The series was likened to Route 66 and Cannonball, following a similar format. Episodes usually centered on Sonny and Will, always traveling, becoming involved in the lives of people they met (or met again) in the various places they found themselves.
The pilot episode was a made-for-television movie originally titled In Tandem – a reference to the tandem axles on the tractor and trailer, as well as that they drove as a team, or "in tandem". The movie begins with Will sliding out of control in a truck he was driving, due to poor maintenance of the brakes. After he manages to get the truck stopped, he drives to a truck stop and calls the company to quit his job. He then meets Sonny, a "gypsy" trucker, and they decide to try driving as a team, which works out well.
The truck tractor featured on the pilot episode was a dark green 1973 Kenworth W-925, but was later changed to a 1974 model for the series run. Movin' On was filmed on location all over the United States, including Glen Burnie, Maryland; Mobile, Alabama; Sedona, Arizona; San Diego and San Francisco, California; Buford and Jonesboro, Georgia; Durham and Charlotte, North Carolina; Astoria, Portland, The Dalles and Hood River, Oregon; and Norfolk, Virginia. Parts of the series were also filmed in Salt Lake City, Heber and Midway, Utah.[2]

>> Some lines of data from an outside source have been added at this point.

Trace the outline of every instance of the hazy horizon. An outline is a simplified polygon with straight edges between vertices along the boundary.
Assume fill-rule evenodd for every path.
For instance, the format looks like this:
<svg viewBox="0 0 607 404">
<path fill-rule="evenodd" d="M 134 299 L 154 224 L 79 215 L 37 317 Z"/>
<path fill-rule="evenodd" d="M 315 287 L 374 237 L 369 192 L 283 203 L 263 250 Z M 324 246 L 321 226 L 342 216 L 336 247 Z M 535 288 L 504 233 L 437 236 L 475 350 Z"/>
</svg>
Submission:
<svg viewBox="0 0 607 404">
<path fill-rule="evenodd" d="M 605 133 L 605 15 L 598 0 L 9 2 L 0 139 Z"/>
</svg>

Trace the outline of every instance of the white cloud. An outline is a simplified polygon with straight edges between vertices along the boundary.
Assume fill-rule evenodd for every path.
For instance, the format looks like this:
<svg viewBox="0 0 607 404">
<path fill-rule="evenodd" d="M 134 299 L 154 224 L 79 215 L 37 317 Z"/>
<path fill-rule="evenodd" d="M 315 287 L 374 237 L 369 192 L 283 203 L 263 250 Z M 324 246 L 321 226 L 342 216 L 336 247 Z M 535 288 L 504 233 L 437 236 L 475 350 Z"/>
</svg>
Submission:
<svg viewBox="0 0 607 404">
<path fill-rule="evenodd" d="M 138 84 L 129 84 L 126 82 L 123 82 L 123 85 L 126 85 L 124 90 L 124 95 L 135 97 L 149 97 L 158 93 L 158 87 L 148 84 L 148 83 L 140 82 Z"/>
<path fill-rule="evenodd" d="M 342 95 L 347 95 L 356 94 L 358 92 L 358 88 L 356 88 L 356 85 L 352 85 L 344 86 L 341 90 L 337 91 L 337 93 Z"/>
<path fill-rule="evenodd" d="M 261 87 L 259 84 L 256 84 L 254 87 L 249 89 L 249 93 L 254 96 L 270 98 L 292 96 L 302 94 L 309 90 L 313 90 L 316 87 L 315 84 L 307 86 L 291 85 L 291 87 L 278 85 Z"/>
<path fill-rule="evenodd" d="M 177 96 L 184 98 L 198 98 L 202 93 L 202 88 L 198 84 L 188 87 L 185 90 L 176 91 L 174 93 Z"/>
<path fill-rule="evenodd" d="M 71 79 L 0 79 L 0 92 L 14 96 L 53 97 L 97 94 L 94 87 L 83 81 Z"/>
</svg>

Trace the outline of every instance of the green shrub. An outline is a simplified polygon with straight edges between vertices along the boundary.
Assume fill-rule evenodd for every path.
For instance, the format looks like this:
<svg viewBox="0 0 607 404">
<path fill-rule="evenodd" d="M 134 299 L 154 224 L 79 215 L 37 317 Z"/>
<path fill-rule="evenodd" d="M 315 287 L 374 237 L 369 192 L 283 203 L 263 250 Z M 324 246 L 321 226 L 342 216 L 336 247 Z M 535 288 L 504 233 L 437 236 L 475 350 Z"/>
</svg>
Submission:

Akins and Converse actually drove the trucks during filming, having been trained and obtaining their chauffeur's licenses (the forerunner to the commercial driver's license) prior to making the pilot episode. Executive producers for the series were Barry Weitz and Philip D'Antoni. Akins later went on to appear in another trucking-related TV series, the more comedy-oriented B.J. and the Bear.